その後、私たちは日本に現存する12の古城の一つ松山城に向かった。お城は山上にあり、ケーブルカーを利用。ケーブルカーをおりたら、松山城の探検の始まりだった。
松山城には最初から強烈な印象を受けた。聳え立つ櫓から、敵の進入を防ぐ壮大な門まで、昔のままとてもよく保存されていた。
松山城からの周りの景色も素晴らしかった。天守閣からは東西南北が見渡せ、それぞれの景色がとてもユニークで美しかった。
広場には多くの桜の木が植えられていたが、まだ咲いていなかった。春は、本当に素敵でしょうね。
次の目的地、道後温泉には、路面電車と徒歩で、あっという間に到着。
日本で一番古い温泉、道後温泉。
天皇家も利用された道後温泉本館に入り、いろいろ説明を受けた後、浴衣を受け取りお風呂にはいった。
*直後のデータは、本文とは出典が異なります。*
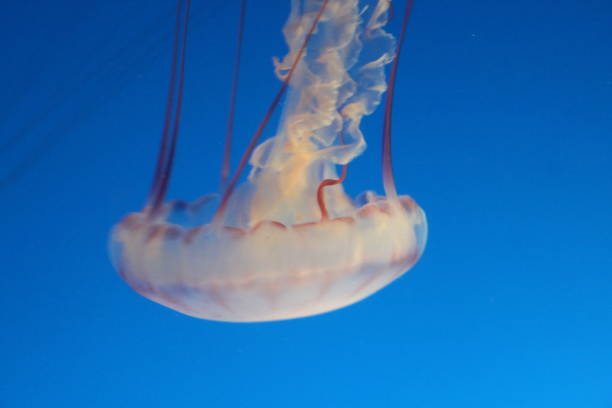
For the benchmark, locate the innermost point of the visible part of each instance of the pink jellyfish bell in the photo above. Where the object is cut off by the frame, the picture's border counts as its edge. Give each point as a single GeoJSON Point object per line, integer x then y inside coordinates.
{"type": "Point", "coordinates": [287, 242]}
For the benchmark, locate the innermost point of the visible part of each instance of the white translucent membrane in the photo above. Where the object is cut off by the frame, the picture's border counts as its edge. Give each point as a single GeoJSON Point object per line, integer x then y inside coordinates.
{"type": "Point", "coordinates": [271, 256]}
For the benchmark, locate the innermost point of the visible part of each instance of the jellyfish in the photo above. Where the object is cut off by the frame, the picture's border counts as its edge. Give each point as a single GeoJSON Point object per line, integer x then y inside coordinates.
{"type": "Point", "coordinates": [287, 241]}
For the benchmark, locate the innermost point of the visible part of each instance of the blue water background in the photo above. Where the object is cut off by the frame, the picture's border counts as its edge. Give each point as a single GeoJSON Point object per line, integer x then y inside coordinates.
{"type": "Point", "coordinates": [503, 134]}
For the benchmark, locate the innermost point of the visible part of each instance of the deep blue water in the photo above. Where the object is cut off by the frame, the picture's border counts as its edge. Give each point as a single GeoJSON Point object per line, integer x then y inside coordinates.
{"type": "Point", "coordinates": [503, 134]}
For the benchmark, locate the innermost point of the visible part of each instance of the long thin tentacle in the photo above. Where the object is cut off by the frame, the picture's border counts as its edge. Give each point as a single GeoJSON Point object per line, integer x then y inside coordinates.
{"type": "Point", "coordinates": [266, 119]}
{"type": "Point", "coordinates": [387, 167]}
{"type": "Point", "coordinates": [232, 104]}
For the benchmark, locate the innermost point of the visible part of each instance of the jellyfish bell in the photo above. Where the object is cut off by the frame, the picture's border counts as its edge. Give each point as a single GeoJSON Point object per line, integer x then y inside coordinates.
{"type": "Point", "coordinates": [288, 242]}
女性用の浴室は大小二つあったが、大きな浴室の方がお湯が熱かった。入るときは、初めての経験でとまどったが、温泉の暖かな湯にひたっているととてもリラックスでき、幸せな気分になった。休憩室に戻り、お茶を飲みながら、名物の「ぼっちゃんだんご」を食べ、道後温泉を後にした。
―しまなみ街道―
残念ながら、翌日は、とても寒く、またほとんど雨であった。それでも、景色の美しさが損なわれることはなかった。むしろ、霧や雨、そして時々まじる雪が、ものがなしい情景を演出してくれた。私は、このような風景が好きで、かえって幸せな気持ちになった。
今治から瀬戸田までの旅は、瀬戸内海に浮かぶ島と島をつなぐ橋をみることができ、おもしろかった。
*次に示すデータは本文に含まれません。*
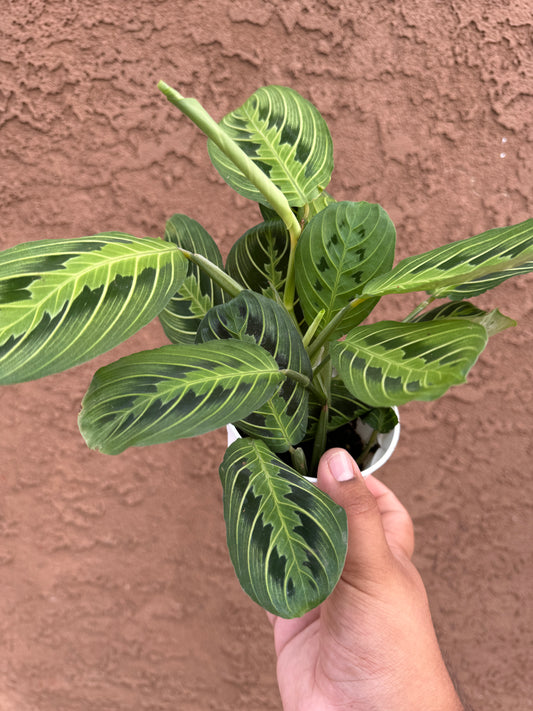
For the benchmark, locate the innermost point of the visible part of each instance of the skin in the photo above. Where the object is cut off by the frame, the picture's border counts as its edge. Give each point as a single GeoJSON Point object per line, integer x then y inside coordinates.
{"type": "Point", "coordinates": [371, 646]}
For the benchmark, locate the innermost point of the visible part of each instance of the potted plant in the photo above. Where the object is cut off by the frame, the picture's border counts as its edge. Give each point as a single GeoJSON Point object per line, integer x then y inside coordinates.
{"type": "Point", "coordinates": [273, 341]}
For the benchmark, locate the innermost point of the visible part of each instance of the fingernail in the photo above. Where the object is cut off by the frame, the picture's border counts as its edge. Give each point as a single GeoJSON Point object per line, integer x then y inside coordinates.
{"type": "Point", "coordinates": [341, 466]}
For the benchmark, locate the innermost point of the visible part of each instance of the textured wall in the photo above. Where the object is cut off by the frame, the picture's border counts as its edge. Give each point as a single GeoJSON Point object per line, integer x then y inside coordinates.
{"type": "Point", "coordinates": [116, 592]}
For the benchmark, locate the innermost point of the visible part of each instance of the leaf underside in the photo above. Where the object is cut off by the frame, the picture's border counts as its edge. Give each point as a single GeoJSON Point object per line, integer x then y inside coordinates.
{"type": "Point", "coordinates": [175, 391]}
{"type": "Point", "coordinates": [391, 363]}
{"type": "Point", "coordinates": [253, 318]}
{"type": "Point", "coordinates": [286, 538]}
{"type": "Point", "coordinates": [65, 301]}
{"type": "Point", "coordinates": [286, 137]}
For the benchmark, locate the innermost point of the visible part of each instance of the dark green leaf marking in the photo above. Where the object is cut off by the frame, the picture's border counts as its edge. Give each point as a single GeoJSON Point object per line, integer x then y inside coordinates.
{"type": "Point", "coordinates": [465, 268]}
{"type": "Point", "coordinates": [287, 539]}
{"type": "Point", "coordinates": [197, 293]}
{"type": "Point", "coordinates": [340, 250]}
{"type": "Point", "coordinates": [63, 302]}
{"type": "Point", "coordinates": [174, 392]}
{"type": "Point", "coordinates": [287, 139]}
{"type": "Point", "coordinates": [390, 363]}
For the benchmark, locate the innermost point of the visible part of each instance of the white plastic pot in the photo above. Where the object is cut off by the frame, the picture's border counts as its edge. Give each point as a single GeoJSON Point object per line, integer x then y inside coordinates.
{"type": "Point", "coordinates": [386, 444]}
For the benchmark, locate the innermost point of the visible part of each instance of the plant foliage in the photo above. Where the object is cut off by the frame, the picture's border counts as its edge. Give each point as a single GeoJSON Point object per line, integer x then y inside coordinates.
{"type": "Point", "coordinates": [272, 341]}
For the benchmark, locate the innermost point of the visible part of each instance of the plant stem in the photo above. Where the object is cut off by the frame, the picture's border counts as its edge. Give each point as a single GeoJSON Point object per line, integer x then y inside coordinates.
{"type": "Point", "coordinates": [219, 276]}
{"type": "Point", "coordinates": [312, 328]}
{"type": "Point", "coordinates": [305, 381]}
{"type": "Point", "coordinates": [319, 446]}
{"type": "Point", "coordinates": [418, 309]}
{"type": "Point", "coordinates": [198, 115]}
{"type": "Point", "coordinates": [324, 335]}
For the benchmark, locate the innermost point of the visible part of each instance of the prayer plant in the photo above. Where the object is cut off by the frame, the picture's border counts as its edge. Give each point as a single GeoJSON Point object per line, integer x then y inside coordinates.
{"type": "Point", "coordinates": [271, 341]}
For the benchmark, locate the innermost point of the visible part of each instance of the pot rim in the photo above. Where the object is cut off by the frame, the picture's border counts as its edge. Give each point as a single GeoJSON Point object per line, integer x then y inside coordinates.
{"type": "Point", "coordinates": [387, 444]}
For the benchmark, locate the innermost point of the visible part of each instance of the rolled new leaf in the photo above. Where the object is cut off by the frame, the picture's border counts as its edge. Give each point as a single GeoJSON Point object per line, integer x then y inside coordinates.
{"type": "Point", "coordinates": [286, 137]}
{"type": "Point", "coordinates": [198, 292]}
{"type": "Point", "coordinates": [339, 251]}
{"type": "Point", "coordinates": [287, 539]}
{"type": "Point", "coordinates": [251, 317]}
{"type": "Point", "coordinates": [65, 301]}
{"type": "Point", "coordinates": [464, 268]}
{"type": "Point", "coordinates": [174, 392]}
{"type": "Point", "coordinates": [391, 363]}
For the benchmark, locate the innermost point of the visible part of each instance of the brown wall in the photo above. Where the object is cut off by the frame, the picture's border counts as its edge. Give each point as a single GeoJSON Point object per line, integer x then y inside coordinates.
{"type": "Point", "coordinates": [116, 592]}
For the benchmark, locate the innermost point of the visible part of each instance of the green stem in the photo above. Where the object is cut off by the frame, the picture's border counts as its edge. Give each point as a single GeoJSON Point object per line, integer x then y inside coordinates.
{"type": "Point", "coordinates": [198, 115]}
{"type": "Point", "coordinates": [305, 381]}
{"type": "Point", "coordinates": [219, 276]}
{"type": "Point", "coordinates": [321, 434]}
{"type": "Point", "coordinates": [324, 335]}
{"type": "Point", "coordinates": [312, 328]}
{"type": "Point", "coordinates": [298, 460]}
{"type": "Point", "coordinates": [418, 309]}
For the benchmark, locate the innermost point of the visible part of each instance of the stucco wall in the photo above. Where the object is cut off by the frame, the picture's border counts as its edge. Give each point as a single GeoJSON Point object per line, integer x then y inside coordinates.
{"type": "Point", "coordinates": [116, 591]}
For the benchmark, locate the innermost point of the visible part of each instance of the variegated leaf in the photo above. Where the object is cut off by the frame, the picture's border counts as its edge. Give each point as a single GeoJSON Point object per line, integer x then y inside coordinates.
{"type": "Point", "coordinates": [286, 137]}
{"type": "Point", "coordinates": [391, 363]}
{"type": "Point", "coordinates": [381, 419]}
{"type": "Point", "coordinates": [198, 293]}
{"type": "Point", "coordinates": [259, 258]}
{"type": "Point", "coordinates": [343, 407]}
{"type": "Point", "coordinates": [65, 301]}
{"type": "Point", "coordinates": [464, 268]}
{"type": "Point", "coordinates": [250, 317]}
{"type": "Point", "coordinates": [174, 392]}
{"type": "Point", "coordinates": [340, 249]}
{"type": "Point", "coordinates": [492, 321]}
{"type": "Point", "coordinates": [287, 539]}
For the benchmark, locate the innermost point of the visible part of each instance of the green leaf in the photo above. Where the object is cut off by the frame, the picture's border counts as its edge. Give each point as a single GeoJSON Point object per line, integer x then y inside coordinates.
{"type": "Point", "coordinates": [286, 137]}
{"type": "Point", "coordinates": [341, 248]}
{"type": "Point", "coordinates": [253, 318]}
{"type": "Point", "coordinates": [287, 539]}
{"type": "Point", "coordinates": [65, 301]}
{"type": "Point", "coordinates": [391, 363]}
{"type": "Point", "coordinates": [381, 419]}
{"type": "Point", "coordinates": [492, 321]}
{"type": "Point", "coordinates": [317, 205]}
{"type": "Point", "coordinates": [198, 293]}
{"type": "Point", "coordinates": [343, 408]}
{"type": "Point", "coordinates": [174, 392]}
{"type": "Point", "coordinates": [259, 258]}
{"type": "Point", "coordinates": [464, 268]}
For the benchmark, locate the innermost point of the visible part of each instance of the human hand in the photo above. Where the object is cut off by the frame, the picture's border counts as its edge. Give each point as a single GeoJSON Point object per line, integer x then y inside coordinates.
{"type": "Point", "coordinates": [371, 645]}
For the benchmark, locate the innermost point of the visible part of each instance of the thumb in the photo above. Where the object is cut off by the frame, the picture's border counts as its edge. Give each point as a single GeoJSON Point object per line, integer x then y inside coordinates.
{"type": "Point", "coordinates": [369, 555]}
大三島ではバスをおり、瀬戸田までタクシーを利用。運転手さんから、大三島の様子や、瀬戸田の歴史などを聞くことができ、とても有意義だった。しかし、橋ができてからは、観光客が減ってしまい、多くのお店が閉店したと語ってくれた時はさみしそうだった。
瀬戸田の町は古風で静かで、故郷に帰ったようなほっとした気分になった。雨の日でもあり、人通りも少なく、あいているお店は少なかった。昔はもっと賑やかだったのかなとおもうと少し悲しくなった。
瀬戸田では、耕三という名の僧侶が母に捧げるために、30年代の中ごろから長い歳月をかけて造った耕三寺を訪れた。
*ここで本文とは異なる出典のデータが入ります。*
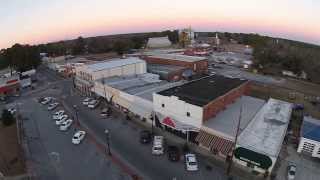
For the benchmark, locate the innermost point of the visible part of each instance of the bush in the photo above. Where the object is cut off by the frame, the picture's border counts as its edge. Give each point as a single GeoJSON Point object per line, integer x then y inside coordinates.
{"type": "Point", "coordinates": [7, 118]}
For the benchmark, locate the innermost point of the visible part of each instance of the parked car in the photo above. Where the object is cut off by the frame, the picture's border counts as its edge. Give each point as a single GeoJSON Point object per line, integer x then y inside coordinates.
{"type": "Point", "coordinates": [93, 104]}
{"type": "Point", "coordinates": [78, 137]}
{"type": "Point", "coordinates": [105, 112]}
{"type": "Point", "coordinates": [158, 145]}
{"type": "Point", "coordinates": [46, 100]}
{"type": "Point", "coordinates": [291, 172]}
{"type": "Point", "coordinates": [61, 119]}
{"type": "Point", "coordinates": [12, 110]}
{"type": "Point", "coordinates": [65, 125]}
{"type": "Point", "coordinates": [86, 101]}
{"type": "Point", "coordinates": [145, 137]}
{"type": "Point", "coordinates": [191, 162]}
{"type": "Point", "coordinates": [298, 107]}
{"type": "Point", "coordinates": [57, 114]}
{"type": "Point", "coordinates": [173, 153]}
{"type": "Point", "coordinates": [52, 106]}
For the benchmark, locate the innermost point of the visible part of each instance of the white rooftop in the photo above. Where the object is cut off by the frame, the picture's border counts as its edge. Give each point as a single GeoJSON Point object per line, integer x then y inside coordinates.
{"type": "Point", "coordinates": [159, 42]}
{"type": "Point", "coordinates": [226, 122]}
{"type": "Point", "coordinates": [117, 62]}
{"type": "Point", "coordinates": [266, 131]}
{"type": "Point", "coordinates": [142, 85]}
{"type": "Point", "coordinates": [179, 57]}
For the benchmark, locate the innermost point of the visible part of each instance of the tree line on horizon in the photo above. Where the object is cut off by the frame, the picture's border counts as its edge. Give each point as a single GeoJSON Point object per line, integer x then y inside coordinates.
{"type": "Point", "coordinates": [270, 55]}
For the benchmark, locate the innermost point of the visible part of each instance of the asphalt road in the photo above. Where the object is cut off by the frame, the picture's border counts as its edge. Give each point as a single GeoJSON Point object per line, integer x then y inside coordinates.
{"type": "Point", "coordinates": [55, 156]}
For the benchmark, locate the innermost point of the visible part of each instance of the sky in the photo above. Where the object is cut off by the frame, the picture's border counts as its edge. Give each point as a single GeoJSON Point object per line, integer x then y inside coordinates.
{"type": "Point", "coordinates": [42, 21]}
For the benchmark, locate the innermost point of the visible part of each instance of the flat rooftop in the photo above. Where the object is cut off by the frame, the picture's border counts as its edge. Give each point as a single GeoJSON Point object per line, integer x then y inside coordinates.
{"type": "Point", "coordinates": [204, 90]}
{"type": "Point", "coordinates": [226, 122]}
{"type": "Point", "coordinates": [311, 128]}
{"type": "Point", "coordinates": [164, 68]}
{"type": "Point", "coordinates": [116, 62]}
{"type": "Point", "coordinates": [143, 85]}
{"type": "Point", "coordinates": [266, 131]}
{"type": "Point", "coordinates": [179, 57]}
建築物は、控えめな色合いの建物と明るく華麗な建物がミックスされており、カラフル建物は、雨の中でも映え、また他の見所も多かった。
寺には二つの博物館があり、陶器と絵画が展示されていた。しかし、雨と寒さのため駆け足の見学となった。
1000の仏像がある洞窟は素晴らしかった。洞窟には様々の種類の仏像が置かれていた。仏像は洞窟の道にそっても、滝のそばにもあった。また、天井まで達するように仏像が配置されている場所もあり、照明が効果的にあてられ、仏像が浮かびあがっていた。また、洞窟の道にそった壁には、様々の地獄や責め苦のイメージ画が描かれていて、不気味であった。洞窟をでると10メートルの高さの観音像が私達の前に聳え立っていた。
最後に、耕三が母のために立てた家を訪れた。家は、畳やふすまの伝統的日本家屋であるが、浴室にはモザイクがちりばめられていたり、色のついたガラス窓、華麗に垂れ下がったシャンデリア等、洋風スタイルもとりいれられており、とても魅力的だった。豪華な品々からは、耕三の母への献身と深い愛情が感じられた。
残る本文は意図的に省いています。